# Light system pros



## raftree3 (Oct 16, 2010)

I don't have my YB's on any kind of system. I was thinking....if the idea is to keep them from moulting during the racing period, why can't I turn the lights on now at the longest time of the year and make them have 16 hours of light till after the races. That should keep them from thinking falls coming? I know I can keep a horse from growing hair that way.


----------



## soymi69 (Nov 12, 2007)

Go to CBS Rick Mardis did an experiment on his young birds regarding the light system.


----------



## sky tx (Mar 1, 2005)

If your going to be a serious racer--the light system is the only way to go.


----------



## newtopidgeons (Mar 11, 2011)

sky tx said:


> If your going to be a serious racer--the light system is the only way to go.


So what should he do?


----------



## sky tx (Mar 1, 2005)

Raftree or Newtopigeons---do some research about the Light system.
What should he do???????????????
Read my post----Is he going to be a serious racer????
Do you want your birds be be trhu the molt before the Races start?
Do you pull the 9th & 10th flight?
OR do you just fly Pigeons--not Race?
Maybe you should "JUST" do nothing.


----------



## newtopidgeons (Mar 11, 2011)

You know I want to race and Im pretty shure Raftree does too.
Dont we want them to be through the molt before races start.
I dont pull any flights but im still learning.


----------



## sky tx (Mar 1, 2005)

Maybe its best IF you don't listen to my posts.
I only stayed in the top 10% most races.
1,000 birds and my bird 100th=10%
My best year was young birds several years ago.
6 club Firsts and one Combine win flying with the Dallas combine.
Raceing is a 24/7 hobby--and you have to try everthing you hear until you learn what works.--and HOPE you made LOTs of notes.
SO--if you don't use the Light system or pull flights --don't expect to win any races.
But then Again---Just My Opinion


----------



## RodSD (Oct 24, 2008)

People either want to delay the molt or accelerate the molt so the birds will have full feathers during a race.


----------



## sky tx (Mar 1, 2005)

Yes RodSD
A lot depends on when your young Birds races are.
Ours start around Sept 1 .
So you have to plan accordly.


----------



## mikel (Jun 9, 2011)

we do force molt here in the philippines specially the 8-10th flights,but it always depend on the age of the yb and the numbers of flights it have already drops,and raftree im sure you would want to race on a new set of flight rather than old flights,i would go for advance moulting or force molt the last 3 flights rather than delaying the moult


----------



## soymi69 (Nov 12, 2007)

I just pull the 9th and 10th, our race also start September, if you don't pull the 9th and 10th you better off waiting for the old bird season.


----------



## Kastle Loft (May 7, 2008)

soymi69 said:


> I just pull the 9th and 10th, our race also start September, if you don't pull the 9th and 10th you better off waiting for the old bird season.

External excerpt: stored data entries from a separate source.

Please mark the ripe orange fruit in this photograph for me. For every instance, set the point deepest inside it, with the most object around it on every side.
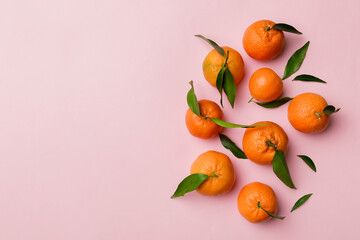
(249, 197)
(257, 142)
(204, 128)
(261, 43)
(302, 113)
(214, 61)
(265, 85)
(217, 163)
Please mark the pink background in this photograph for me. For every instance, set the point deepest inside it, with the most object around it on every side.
(92, 135)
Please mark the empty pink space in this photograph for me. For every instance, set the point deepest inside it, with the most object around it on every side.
(93, 139)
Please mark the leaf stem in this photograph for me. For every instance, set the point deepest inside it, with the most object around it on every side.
(270, 144)
(226, 58)
(214, 175)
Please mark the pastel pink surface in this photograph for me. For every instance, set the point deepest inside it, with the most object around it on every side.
(93, 141)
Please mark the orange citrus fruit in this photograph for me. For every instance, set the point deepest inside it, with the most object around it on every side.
(214, 61)
(220, 166)
(204, 128)
(265, 85)
(261, 42)
(249, 197)
(304, 111)
(258, 143)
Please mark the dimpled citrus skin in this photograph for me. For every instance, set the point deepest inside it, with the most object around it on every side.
(248, 199)
(204, 128)
(254, 142)
(301, 113)
(261, 44)
(214, 61)
(265, 85)
(218, 163)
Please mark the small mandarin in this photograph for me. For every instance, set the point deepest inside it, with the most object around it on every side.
(256, 142)
(214, 61)
(219, 166)
(265, 85)
(302, 113)
(249, 197)
(204, 128)
(261, 42)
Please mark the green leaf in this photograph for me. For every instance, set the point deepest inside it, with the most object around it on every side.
(308, 78)
(219, 83)
(308, 161)
(213, 44)
(301, 201)
(232, 125)
(330, 109)
(189, 184)
(281, 169)
(274, 104)
(192, 100)
(269, 213)
(229, 87)
(286, 28)
(295, 61)
(228, 144)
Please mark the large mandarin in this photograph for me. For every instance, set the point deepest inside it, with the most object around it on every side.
(217, 164)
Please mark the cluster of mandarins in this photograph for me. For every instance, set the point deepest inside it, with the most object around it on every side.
(212, 173)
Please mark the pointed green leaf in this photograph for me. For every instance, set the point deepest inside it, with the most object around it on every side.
(213, 44)
(308, 161)
(189, 184)
(330, 109)
(192, 100)
(228, 144)
(286, 28)
(301, 201)
(308, 78)
(219, 83)
(274, 104)
(232, 125)
(269, 213)
(295, 61)
(281, 169)
(229, 87)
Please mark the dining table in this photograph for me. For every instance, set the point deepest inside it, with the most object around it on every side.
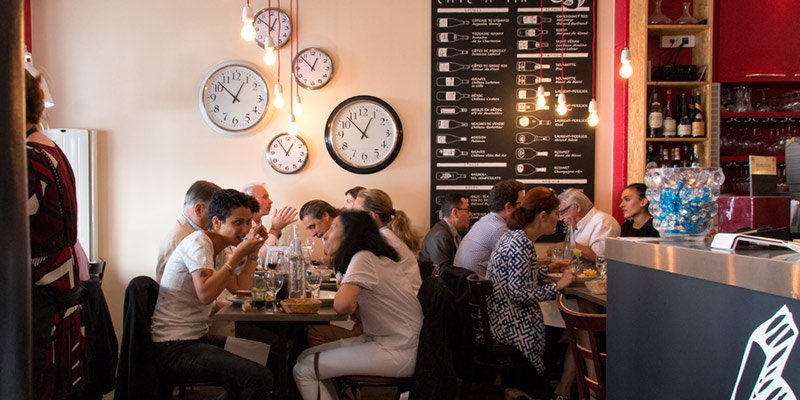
(285, 325)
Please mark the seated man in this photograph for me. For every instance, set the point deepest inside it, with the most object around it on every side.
(194, 217)
(440, 244)
(477, 246)
(196, 273)
(317, 216)
(591, 225)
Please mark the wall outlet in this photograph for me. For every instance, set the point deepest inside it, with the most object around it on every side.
(671, 42)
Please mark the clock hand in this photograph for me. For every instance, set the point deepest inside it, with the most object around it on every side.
(364, 133)
(236, 96)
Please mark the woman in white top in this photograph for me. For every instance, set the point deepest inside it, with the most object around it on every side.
(378, 285)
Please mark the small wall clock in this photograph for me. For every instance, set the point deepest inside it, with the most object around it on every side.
(287, 154)
(363, 134)
(312, 68)
(274, 21)
(234, 98)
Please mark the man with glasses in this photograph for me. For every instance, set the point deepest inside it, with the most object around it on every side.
(440, 244)
(591, 225)
(477, 246)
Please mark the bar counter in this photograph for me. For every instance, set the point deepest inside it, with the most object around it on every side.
(688, 322)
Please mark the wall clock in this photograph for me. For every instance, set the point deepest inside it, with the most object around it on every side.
(274, 21)
(312, 68)
(363, 134)
(287, 154)
(234, 98)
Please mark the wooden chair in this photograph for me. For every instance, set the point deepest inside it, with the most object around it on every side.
(492, 356)
(594, 325)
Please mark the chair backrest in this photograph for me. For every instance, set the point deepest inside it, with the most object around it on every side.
(479, 291)
(593, 325)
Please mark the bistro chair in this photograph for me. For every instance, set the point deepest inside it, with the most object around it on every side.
(492, 355)
(594, 325)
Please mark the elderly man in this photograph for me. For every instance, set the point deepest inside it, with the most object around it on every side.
(476, 248)
(317, 216)
(591, 225)
(440, 244)
(193, 218)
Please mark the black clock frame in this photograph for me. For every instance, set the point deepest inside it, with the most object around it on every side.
(329, 132)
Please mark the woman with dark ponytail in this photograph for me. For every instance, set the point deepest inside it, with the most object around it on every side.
(514, 311)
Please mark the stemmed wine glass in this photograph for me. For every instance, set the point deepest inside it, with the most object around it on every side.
(274, 283)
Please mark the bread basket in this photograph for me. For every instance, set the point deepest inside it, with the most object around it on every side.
(596, 286)
(301, 306)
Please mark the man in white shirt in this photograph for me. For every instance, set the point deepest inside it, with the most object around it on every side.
(194, 217)
(477, 246)
(591, 225)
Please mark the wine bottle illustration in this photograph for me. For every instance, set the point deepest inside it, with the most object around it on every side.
(528, 169)
(528, 138)
(448, 138)
(527, 153)
(450, 153)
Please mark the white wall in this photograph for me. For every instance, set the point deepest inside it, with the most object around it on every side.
(132, 71)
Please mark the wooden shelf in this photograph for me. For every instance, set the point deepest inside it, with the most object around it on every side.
(676, 29)
(678, 140)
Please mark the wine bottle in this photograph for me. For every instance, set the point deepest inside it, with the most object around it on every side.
(699, 121)
(655, 118)
(670, 124)
(684, 124)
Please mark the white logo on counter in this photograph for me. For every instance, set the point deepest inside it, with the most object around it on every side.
(776, 338)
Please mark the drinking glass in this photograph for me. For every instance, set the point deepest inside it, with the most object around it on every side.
(274, 282)
(313, 281)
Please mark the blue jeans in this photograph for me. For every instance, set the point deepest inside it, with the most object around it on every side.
(206, 360)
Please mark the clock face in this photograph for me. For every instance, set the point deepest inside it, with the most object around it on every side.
(313, 68)
(233, 98)
(274, 21)
(287, 154)
(363, 134)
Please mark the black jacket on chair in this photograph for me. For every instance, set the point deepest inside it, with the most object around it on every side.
(137, 377)
(434, 376)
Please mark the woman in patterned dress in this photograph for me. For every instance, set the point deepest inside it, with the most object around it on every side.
(514, 312)
(59, 344)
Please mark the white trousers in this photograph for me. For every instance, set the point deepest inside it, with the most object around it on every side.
(352, 356)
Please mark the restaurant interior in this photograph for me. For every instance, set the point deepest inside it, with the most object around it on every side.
(132, 80)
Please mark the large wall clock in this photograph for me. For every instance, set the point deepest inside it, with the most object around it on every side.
(234, 98)
(274, 21)
(363, 134)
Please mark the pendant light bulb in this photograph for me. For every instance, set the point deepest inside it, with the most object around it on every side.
(279, 101)
(593, 119)
(292, 128)
(561, 109)
(298, 106)
(248, 31)
(541, 100)
(625, 70)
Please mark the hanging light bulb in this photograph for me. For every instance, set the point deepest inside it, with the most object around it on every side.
(279, 102)
(248, 31)
(269, 51)
(593, 119)
(625, 70)
(292, 128)
(298, 107)
(541, 101)
(561, 109)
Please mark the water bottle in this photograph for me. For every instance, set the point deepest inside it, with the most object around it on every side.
(600, 265)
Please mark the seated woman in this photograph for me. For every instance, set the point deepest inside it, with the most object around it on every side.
(514, 311)
(378, 284)
(196, 273)
(638, 221)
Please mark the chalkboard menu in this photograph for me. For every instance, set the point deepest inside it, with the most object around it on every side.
(486, 68)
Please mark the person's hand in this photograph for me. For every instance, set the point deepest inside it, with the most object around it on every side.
(558, 265)
(283, 216)
(567, 278)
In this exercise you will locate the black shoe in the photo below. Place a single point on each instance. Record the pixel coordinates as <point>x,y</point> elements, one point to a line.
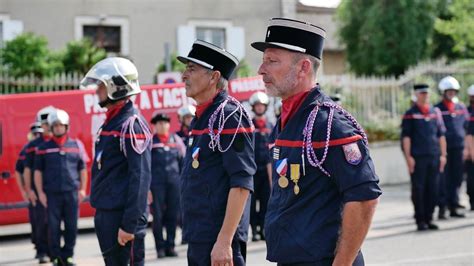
<point>254,238</point>
<point>457,214</point>
<point>58,262</point>
<point>442,214</point>
<point>42,259</point>
<point>422,227</point>
<point>161,253</point>
<point>69,262</point>
<point>171,253</point>
<point>432,226</point>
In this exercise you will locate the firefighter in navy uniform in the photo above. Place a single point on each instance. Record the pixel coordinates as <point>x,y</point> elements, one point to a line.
<point>454,116</point>
<point>219,162</point>
<point>121,171</point>
<point>470,147</point>
<point>324,189</point>
<point>424,147</point>
<point>35,132</point>
<point>185,116</point>
<point>39,217</point>
<point>166,156</point>
<point>261,181</point>
<point>61,182</point>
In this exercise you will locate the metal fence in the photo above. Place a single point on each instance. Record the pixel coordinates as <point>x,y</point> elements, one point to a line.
<point>373,100</point>
<point>58,82</point>
<point>384,100</point>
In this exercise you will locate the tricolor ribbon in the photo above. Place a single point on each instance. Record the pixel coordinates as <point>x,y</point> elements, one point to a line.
<point>195,153</point>
<point>282,167</point>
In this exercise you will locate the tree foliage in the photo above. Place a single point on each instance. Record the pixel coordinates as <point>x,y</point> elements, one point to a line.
<point>458,25</point>
<point>81,55</point>
<point>28,54</point>
<point>385,37</point>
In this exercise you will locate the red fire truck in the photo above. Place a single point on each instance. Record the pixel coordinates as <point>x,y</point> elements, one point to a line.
<point>18,111</point>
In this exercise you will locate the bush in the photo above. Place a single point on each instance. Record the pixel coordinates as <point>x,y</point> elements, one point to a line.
<point>81,55</point>
<point>28,54</point>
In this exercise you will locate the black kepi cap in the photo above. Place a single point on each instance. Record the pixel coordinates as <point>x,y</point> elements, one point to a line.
<point>212,57</point>
<point>293,35</point>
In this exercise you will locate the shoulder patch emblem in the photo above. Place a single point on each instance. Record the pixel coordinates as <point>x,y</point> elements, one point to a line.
<point>352,153</point>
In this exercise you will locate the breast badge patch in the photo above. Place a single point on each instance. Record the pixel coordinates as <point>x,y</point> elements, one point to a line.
<point>352,153</point>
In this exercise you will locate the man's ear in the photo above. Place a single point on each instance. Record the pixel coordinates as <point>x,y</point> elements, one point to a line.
<point>216,75</point>
<point>306,67</point>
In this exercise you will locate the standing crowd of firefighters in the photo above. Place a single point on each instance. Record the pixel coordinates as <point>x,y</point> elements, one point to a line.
<point>306,185</point>
<point>51,171</point>
<point>438,145</point>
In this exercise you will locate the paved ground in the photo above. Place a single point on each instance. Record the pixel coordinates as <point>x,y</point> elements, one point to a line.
<point>392,240</point>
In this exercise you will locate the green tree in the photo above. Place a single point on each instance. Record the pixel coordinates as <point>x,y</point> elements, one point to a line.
<point>459,26</point>
<point>176,65</point>
<point>28,54</point>
<point>442,45</point>
<point>385,37</point>
<point>243,69</point>
<point>81,55</point>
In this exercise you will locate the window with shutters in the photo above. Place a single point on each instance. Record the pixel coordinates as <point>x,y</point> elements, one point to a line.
<point>212,35</point>
<point>107,37</point>
<point>108,32</point>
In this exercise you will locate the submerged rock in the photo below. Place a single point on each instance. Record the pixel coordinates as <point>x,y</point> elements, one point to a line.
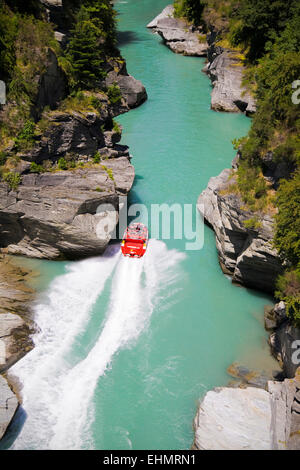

Do you loft fly and/or train the birds while the flights are cut?


----------



## newtopidgeons (Mar 11, 2011)

sky tx said:


> Maybe its best IF you don't listen to my posts.
> I only stayed in the top 10% most races.
> 1,000 birds and my bird 100th=10%
> My best year was young birds several years ago.
> ...


Well this is my first season learning. I cant afford to try every thing I hear just to find out it didnt work. Im not pulling any flights out of my birds because I dont know how to and dont know anyone to come show me how to, I pulled flights out of some of my droppers and some got skinny I cant do that to my racing birds.
I was told it is to late to be leaving the lights on, the days are the longest now naturally. The light system is only making the day longer right? And dark system makes dar longer?
I dont expect to win any time soon but I plan to win one day, so I guess Im not actually (selling "myself" short) but what about my pigeons?


----------



## mikel (Jun 9, 2011)

Kastle Loft said:


> Do you loft fly and/or train the birds while the flights are cut?


they cant fly high


----------



## koukoukou (May 12, 2011)

I'd rather not have any systems ran this late in the season, it's to0 late. Just fly natural and pick which birds have better feathering when you ship per race. When you think of using any kinds of system think about it before the birds are even born would be the best bet. Goodluck


----------



## mikel (Jun 9, 2011)

koukoukou said:


> I'd rather not have any systems ran this late in the season, it's to0 late. Just fly natural and pick which birds have better feathering when you ship per race. When you think of using any kinds of system think about it before the birds are even born would be the best bet. Goodluck


yes it would be late,it take a month to fully grow a flight,so better tthink in advance,we regularly see the flights that drops on our yb so we could estimate if it is going to drop midway on the race


----------